Read the report here

December 24, 2010 at 9:21 pm Leave a comment

Religious courts in Indonesia provide access to justice for women

The Australian tells an interesting story of an Indonesian woman called Ibu Suciwati:

“Ibu Suciwati’s parents arranged her marriage when she was 14, two years below the age at which girls can legally marry. This meant her marriage was not registered and her three children did not have birth certificates, as do 60 per cent of Indonesian children under five, according to UNICEF.

After five years of marriage, Ibu Suciwati’s husband left to work on another island and never returned. She later learned he subsequently remarried.

Naturally, she wanted a formal divorce to evidence the fact her household was now among the 14 per cent of Indonesia’s 65 million households headed by a woman. But because she ekes out a tenuous existence, Ibu Suciwati thought she couldn’t afford it.

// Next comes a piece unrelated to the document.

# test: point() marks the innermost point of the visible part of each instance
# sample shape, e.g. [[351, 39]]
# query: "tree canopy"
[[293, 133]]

Then Religious Court staff advised that her case could be heard by a circuit court when judges travelled to a village near hers, thus slashing her travel costs. Better still, the judges would waive court costs because of her poverty.

They first formalised Ibu Suciwati’s earlier non-legal marriage and then issued the divorce certificate she wanted. This has meant her three children all have birth certificates, showing both parents’ names, and have been able to enrol for national school examinations.”